Now to the biodiversity side of the equation; there may be some who consider that returning grazing lands to "the wild" would be a suitable alternative and just as beneficial to the planet. There are a few obstacles. A lot of people live in those areas today, and would not take kindly to finding that they are suddenly live in a wildlife preserve. Secondly the teaming hordes of wildlife that once roamed those plains are no longer there, and neither are the carnivores that hunt them. Without grazing, rangelands turn to desert - the carbon flows grind to a halt, and all of the benefits mentioned above do not transpire, the opposite does; plants oxidise, carbon is lost and bare ground reflects solar radiation forcing warming.

Blue water is consumed, e.g. directly by animals, or in producing crops fed to animals, and grey is polluted water, defined as the volume of freshwater required to assimilate it. Let us look at those figures; these include water that the animal drank - very little of which stayed in the animal of course, it was returned to the soil, enriched as urine and dung as a short and positive loop in the water cycle - and water that was used to grow crops. In many cases today, that crop would be corn, and in increasing amounts that corn is first used to produce ethanol and then fed to cattle (being too wet to be used to feed monogastrics). Is all of that crop water attributed to beef, or does some now get attributed to "green" flexfuel cars? There is also the matter of buffering of grain supplies - in years of larger surpluses, grain can be diverted to livestock production to tranform it into higher value products and in times of scarcity less grain is used in the livestock industry, leaving enough for the primary uses. This buffer may not work perfectly, and more grain than strictly necessary may end up being fed to livestock, but there are great efficiency trade offs to be made in finishing livestock on a partial grain diet, meaning a lower supporting herd, and thus lower emissions per kg of product.

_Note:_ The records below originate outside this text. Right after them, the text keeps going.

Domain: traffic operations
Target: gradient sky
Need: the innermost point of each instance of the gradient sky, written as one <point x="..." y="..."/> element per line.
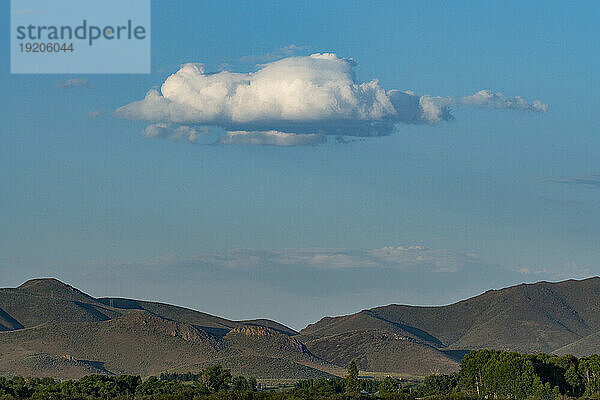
<point x="492" y="198"/>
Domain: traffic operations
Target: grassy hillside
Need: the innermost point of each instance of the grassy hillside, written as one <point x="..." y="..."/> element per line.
<point x="48" y="328"/>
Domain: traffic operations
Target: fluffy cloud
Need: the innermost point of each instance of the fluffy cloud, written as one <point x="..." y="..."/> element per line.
<point x="313" y="95"/>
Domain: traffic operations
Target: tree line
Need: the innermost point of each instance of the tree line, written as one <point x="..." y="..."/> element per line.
<point x="483" y="374"/>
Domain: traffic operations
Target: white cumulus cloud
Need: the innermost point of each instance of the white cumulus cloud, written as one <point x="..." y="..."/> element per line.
<point x="314" y="96"/>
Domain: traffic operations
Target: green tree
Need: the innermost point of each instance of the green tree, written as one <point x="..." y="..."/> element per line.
<point x="388" y="386"/>
<point x="216" y="378"/>
<point x="352" y="383"/>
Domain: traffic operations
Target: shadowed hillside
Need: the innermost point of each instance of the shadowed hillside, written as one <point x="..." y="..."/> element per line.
<point x="48" y="328"/>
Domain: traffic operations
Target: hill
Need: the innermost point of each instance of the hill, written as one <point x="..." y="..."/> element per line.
<point x="48" y="328"/>
<point x="540" y="317"/>
<point x="52" y="329"/>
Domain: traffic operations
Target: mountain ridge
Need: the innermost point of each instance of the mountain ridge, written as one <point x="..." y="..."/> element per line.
<point x="49" y="328"/>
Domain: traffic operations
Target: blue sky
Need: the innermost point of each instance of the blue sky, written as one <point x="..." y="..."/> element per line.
<point x="493" y="197"/>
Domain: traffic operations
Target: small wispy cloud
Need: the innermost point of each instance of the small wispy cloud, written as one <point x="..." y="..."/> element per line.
<point x="73" y="83"/>
<point x="394" y="257"/>
<point x="31" y="11"/>
<point x="569" y="270"/>
<point x="270" y="138"/>
<point x="174" y="132"/>
<point x="93" y="114"/>
<point x="584" y="180"/>
<point x="281" y="52"/>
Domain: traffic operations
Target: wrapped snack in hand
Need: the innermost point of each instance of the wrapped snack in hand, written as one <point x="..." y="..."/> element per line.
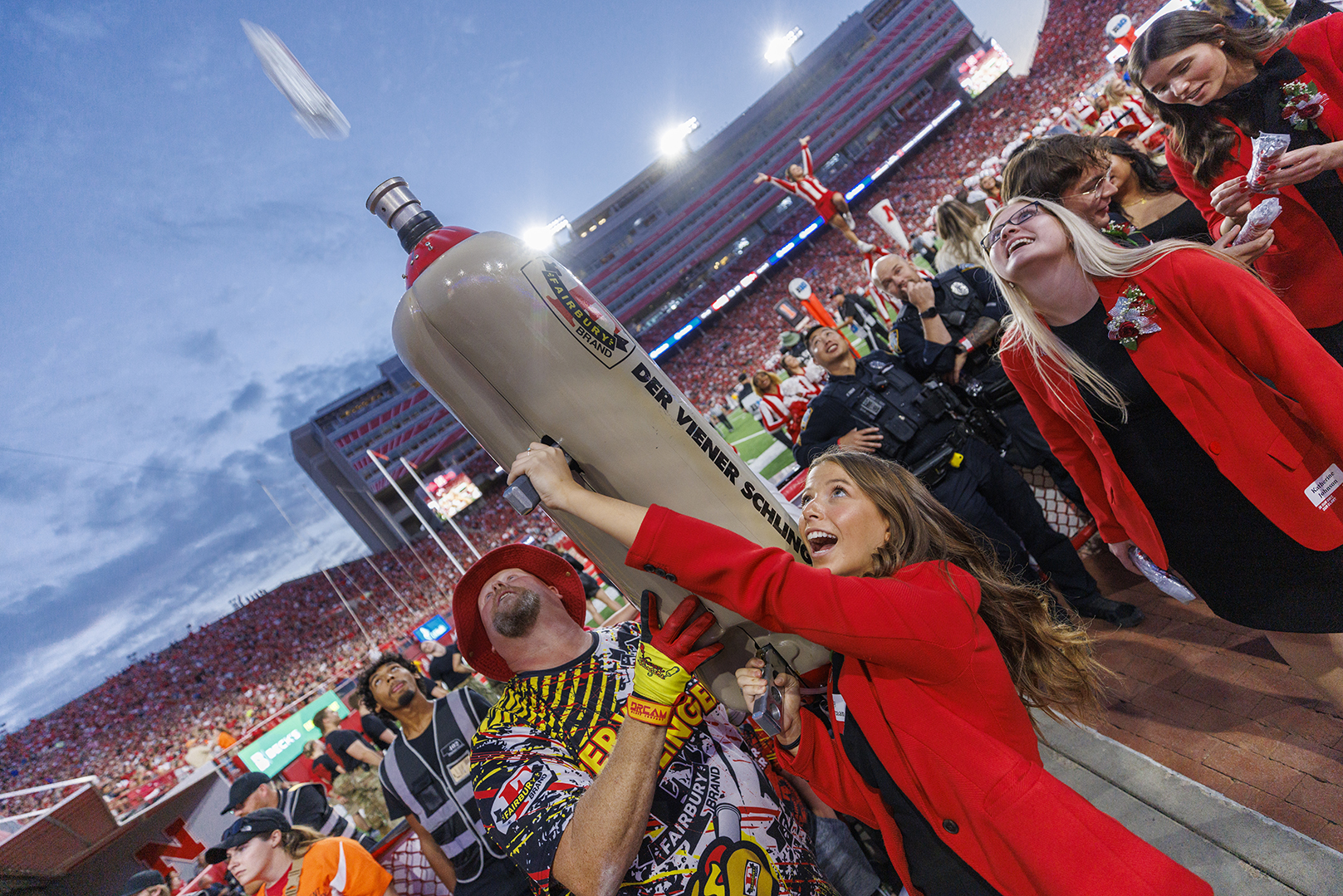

Blue water also includes the water used in the processing lines, and this is an area where best in class facilities have demonstrated both huge water savings and the ability through water treatment, to return water safely to the environment (rivers, ground water); these need to be adopted more widely and should be encouraged.

Looking at things in a little more detail often reveals a complexity that gives the lie to the simple fixes we are so often presented with. Simple statements often suit people with a ideological agenda, who have already decided what they think is best as well as what is bad, and who look for simple "facts" to support their position.

Overconsumption = wastage; that is a fairly simple concept to grasp - maybe that is the one we should focus on, in terms of everything we consume, rather than pushing simple ideologies as if they were solutions to complex problems.